Statistical Properties of Sanitized Results from Differentially Private Laplace Mechanism with Univariate Bounding Constraints
This work addresses privacy concerns for data analysts releasing bounded statistics, but it is incremental as it builds on existing differential privacy mechanisms by incorporating known constraints.
The paper tackles the problem of maintaining statistical accuracy when applying differential privacy to bounded statistics like proportions, by formalizing truncated and boundary inflated truncated Laplace procedures. The result includes theoretical and empirical evaluations showing how these constraints affect the accuracy and validity of sanitized results, with specific numerical insights from simulations.

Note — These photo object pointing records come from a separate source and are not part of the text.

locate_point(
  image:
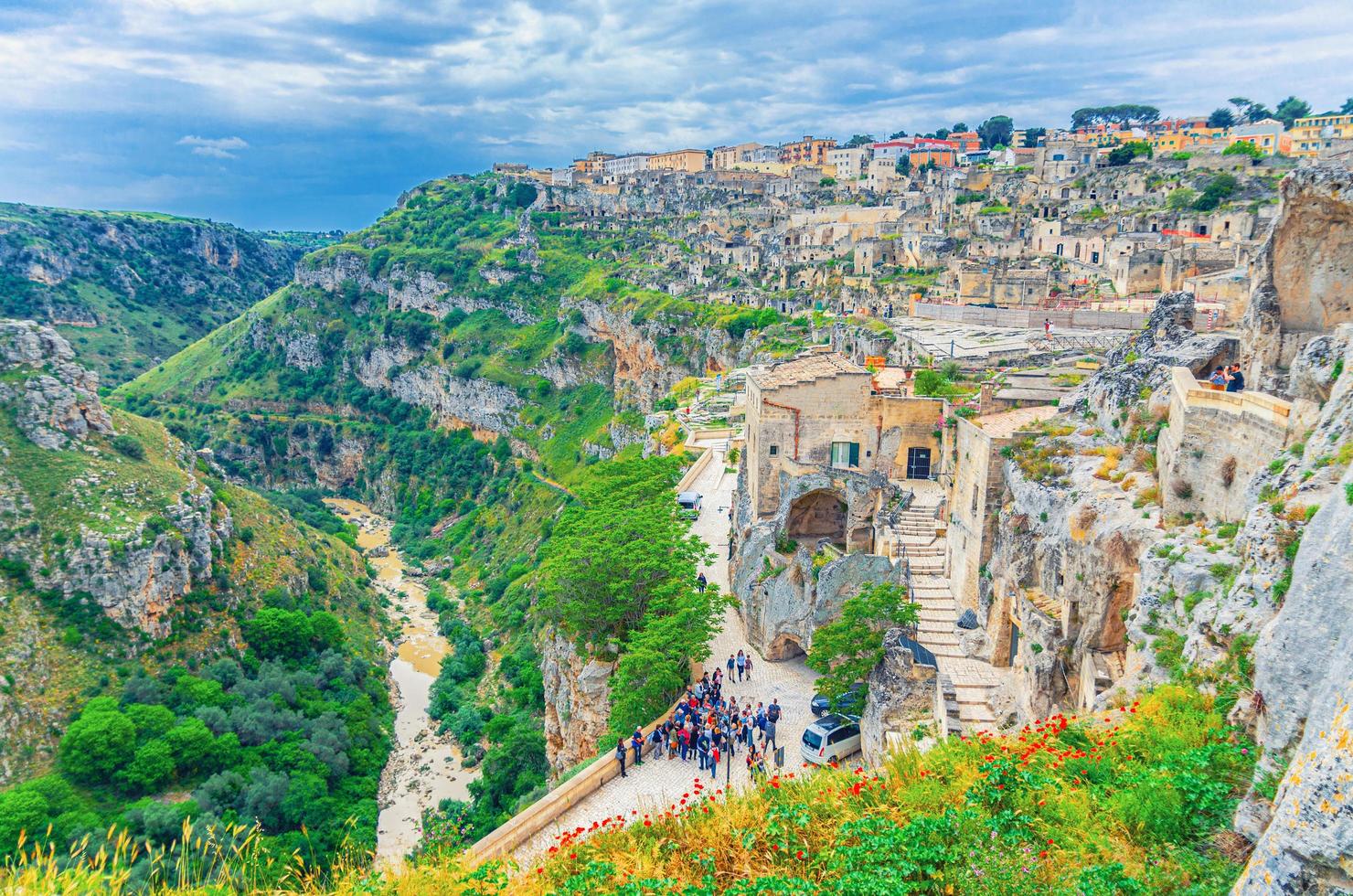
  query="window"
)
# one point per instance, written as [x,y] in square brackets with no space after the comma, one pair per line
[845,455]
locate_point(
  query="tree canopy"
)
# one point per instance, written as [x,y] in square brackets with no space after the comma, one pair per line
[1121,114]
[848,648]
[996,130]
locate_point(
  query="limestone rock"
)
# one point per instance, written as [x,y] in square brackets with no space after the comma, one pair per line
[901,695]
[577,704]
[59,402]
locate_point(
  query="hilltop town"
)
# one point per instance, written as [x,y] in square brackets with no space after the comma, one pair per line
[1017,462]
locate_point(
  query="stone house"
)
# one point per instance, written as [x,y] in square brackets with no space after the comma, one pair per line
[819,413]
[975,487]
[1214,445]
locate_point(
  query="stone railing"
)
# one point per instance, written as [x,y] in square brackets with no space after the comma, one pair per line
[533,819]
[1194,393]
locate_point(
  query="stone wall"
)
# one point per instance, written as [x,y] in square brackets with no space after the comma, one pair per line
[1214,445]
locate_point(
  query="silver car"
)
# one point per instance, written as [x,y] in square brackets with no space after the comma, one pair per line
[829,740]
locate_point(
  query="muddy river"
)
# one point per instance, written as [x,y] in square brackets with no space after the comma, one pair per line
[423,768]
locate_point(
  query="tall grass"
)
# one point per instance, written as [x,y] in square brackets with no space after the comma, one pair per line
[1130,800]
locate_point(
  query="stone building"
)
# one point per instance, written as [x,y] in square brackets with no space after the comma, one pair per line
[1214,445]
[975,487]
[820,413]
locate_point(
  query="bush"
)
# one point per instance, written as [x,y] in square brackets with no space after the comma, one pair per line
[129,447]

Protection of individual privacy is a common concern when releasing and sharing data and information. Differential privacy (DP) formalizes privacy in probabilistic terms without making assumptions about the background knowledge of data intruders, and thus provides a robust concept for privacy protection. Practical applications of DP involve development of differentially private mechanisms to generate sanitized results at a pre-specified privacy budget. For the sanitization of statistics with publicly known bounds such as proportions and correlation coefficients, the bounding constraints will need to be incorporated in the differentially private mechanisms. There has been little work on examining the consequences of the bounding constraints on the accuracy of sanitized results and the statistical inferences of the population parameters based on the sanitized results. In this paper, we formalize the differentially private truncated and boundary inflated truncated (BIT) procedures for releasing statistics with publicly known bounding constraints. The impacts of the truncated and BIT Laplace procedures on the statistical accuracy and validity of sanitized statistics are evaluated both theoretically and empirically via simulation studies.